Il medico uguale agli altri

Rubrica quotidiana a cura di P. Salvatore Brugnano

Storie belle… per vivere meglio

Il medico uguale agli altri.

Aforismi, detti, battute sui medici non si contano più, e tante volte in tono cattivo o ironico. Ma tutti apprezziamo quel medico ricco di conoscenze, e non soltanto di quelle che sono contenute nei libri, ma che provengono dalla voce dei suoi pazienti. Infatti gran parte di quello che i medici sanno è insegnato loro dai malati.
– Tuttavia il nostro approccio con loro non è sempre quello giusto, perché ci avviciniamo a loro come quando ci avviciniamo a Dio. Dice un appropriato aforisma: “Noi adoriamo Dio e il Dottore allo stesso modo. Solo in caso di pericolo, non prima. Passato il pericolo, entrambi sono allo stesso modo ricambiati, Dio è dimenticato e il Dottore quasi disprezzato. – Onore a tutti i medici che svolgono la loro professione con lo spirito di San Giuseppe Moscati, il medico Santo.

C’era una volta un centro sanitario sempre affollato di pazienti. Ogni giorno c’erano grandi code di persone che volevano essere visitate dai medici.
♦ Un giorno, Gesù decise di scendere a dare un aiuto. Si mise il camice di dottore, entrò nella sala d’attesa, e chiamò per le visite.
Era il turno di uno storpio. Entrò. Gesù lo guardò e gli disse: “Puoi andare”.
L’uomo si alzò e se ne andò: camminava completamente guarito.
♦ Nel passare in mezzo agli altri che aspettavano, gli chiesero: “Come è questo nuovo dottore?”
Rispose: “Uguale agli altri.

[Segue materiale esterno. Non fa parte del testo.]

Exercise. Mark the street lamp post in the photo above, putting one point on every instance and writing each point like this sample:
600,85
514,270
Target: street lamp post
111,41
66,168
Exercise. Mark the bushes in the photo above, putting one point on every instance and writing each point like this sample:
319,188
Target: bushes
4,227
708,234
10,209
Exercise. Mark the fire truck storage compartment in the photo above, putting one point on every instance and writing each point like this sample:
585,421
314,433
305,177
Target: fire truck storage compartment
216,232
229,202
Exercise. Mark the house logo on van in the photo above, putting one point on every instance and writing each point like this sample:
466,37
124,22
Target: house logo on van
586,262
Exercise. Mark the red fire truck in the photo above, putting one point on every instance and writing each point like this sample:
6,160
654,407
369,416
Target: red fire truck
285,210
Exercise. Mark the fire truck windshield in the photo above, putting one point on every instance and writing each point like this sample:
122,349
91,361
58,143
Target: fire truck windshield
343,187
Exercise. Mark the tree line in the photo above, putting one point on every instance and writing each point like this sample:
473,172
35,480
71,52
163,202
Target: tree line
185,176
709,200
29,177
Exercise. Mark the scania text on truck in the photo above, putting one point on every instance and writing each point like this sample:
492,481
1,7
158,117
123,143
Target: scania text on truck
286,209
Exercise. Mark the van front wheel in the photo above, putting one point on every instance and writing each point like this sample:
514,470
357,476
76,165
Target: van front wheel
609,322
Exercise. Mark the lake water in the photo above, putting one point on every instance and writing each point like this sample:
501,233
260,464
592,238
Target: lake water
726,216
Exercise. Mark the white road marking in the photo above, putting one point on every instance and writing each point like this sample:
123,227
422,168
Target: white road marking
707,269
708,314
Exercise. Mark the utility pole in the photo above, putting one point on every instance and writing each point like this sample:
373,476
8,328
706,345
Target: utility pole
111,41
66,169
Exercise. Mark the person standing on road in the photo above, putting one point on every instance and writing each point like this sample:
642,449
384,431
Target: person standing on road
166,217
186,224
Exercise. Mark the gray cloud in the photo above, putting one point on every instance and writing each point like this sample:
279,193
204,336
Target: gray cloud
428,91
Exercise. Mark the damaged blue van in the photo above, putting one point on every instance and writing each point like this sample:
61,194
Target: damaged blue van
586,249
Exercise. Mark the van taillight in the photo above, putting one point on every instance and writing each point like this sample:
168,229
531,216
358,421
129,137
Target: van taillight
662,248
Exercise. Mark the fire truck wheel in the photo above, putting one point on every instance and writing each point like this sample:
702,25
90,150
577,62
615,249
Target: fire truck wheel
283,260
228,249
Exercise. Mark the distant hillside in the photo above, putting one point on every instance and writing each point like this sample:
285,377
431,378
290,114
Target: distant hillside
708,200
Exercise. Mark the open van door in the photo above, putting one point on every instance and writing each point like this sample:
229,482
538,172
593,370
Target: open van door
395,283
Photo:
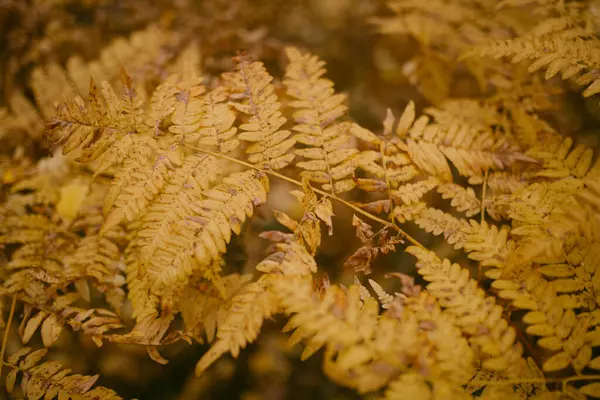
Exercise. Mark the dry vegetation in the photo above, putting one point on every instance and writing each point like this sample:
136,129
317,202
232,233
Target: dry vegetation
405,192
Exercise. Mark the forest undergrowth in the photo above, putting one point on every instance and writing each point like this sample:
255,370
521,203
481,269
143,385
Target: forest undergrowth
306,199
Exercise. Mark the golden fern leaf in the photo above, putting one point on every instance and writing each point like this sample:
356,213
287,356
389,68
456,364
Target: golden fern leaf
177,202
241,323
561,160
414,386
203,236
202,306
438,222
463,199
489,245
99,260
564,44
251,86
471,148
413,192
20,118
552,319
331,159
146,55
460,296
94,322
215,127
49,379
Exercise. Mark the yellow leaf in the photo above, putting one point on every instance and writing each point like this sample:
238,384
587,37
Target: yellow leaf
324,211
32,325
72,196
557,362
406,120
592,390
51,329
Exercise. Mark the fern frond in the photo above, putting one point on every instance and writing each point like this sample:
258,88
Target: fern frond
241,323
331,158
413,192
200,238
562,160
176,203
463,199
415,386
251,84
471,149
571,50
216,128
49,379
489,245
460,296
99,260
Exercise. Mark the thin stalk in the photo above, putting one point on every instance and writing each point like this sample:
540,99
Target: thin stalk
321,192
5,336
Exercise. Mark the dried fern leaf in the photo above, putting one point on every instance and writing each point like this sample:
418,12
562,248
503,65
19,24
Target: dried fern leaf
461,297
49,379
255,96
330,158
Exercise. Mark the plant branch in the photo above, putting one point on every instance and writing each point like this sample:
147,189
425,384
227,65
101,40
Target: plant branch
321,192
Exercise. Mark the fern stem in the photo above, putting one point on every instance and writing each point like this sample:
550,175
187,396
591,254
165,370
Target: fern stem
564,381
321,192
5,336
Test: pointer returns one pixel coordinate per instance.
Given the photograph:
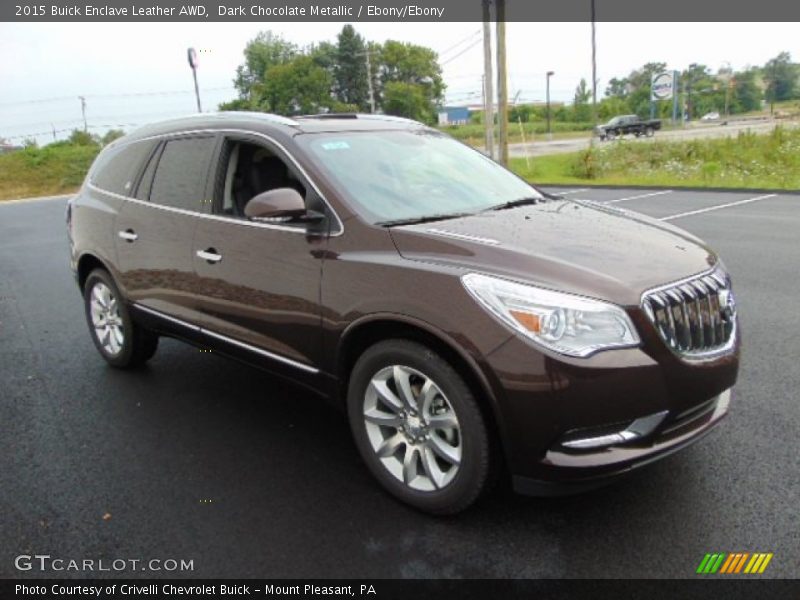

Non mi ha nemmeno toccato, non mi ha neanche fatto distendere sulla barella: è stato molto veloce”.
♥ Che ingratitudine! Era guarito, ma lui guardava solo il lato mancante: la visita.

♥ Spesso facciamo lo stesso con Gesù nella eucaristia; eppure Lui è il medico che ci salva.
Ingrati. Diventiamo ansiosi perché la Messa finisca per potercene andare, lasciando solo Gesù, là nel tabernacolo.

(Fonte: Historinhas do Padre Queiroz, redentorista brasiliano, ed anche presente passim sul web).

Tutti apprezziamo il medico ricco di conoscenze, e non soltanto di quelle che sono contenute nei libri, ma dalla voce dei suoi pazienti. Al medico ci si avvicina con trepidazione, più che come al confessore. Il medico ha il primario compito di accogliere prima il paziente e poi la sua malattia. Onore a tutti i medici che svolgono la loro professione con lo spirito di San Giuseppe Moscati, il medico Santo.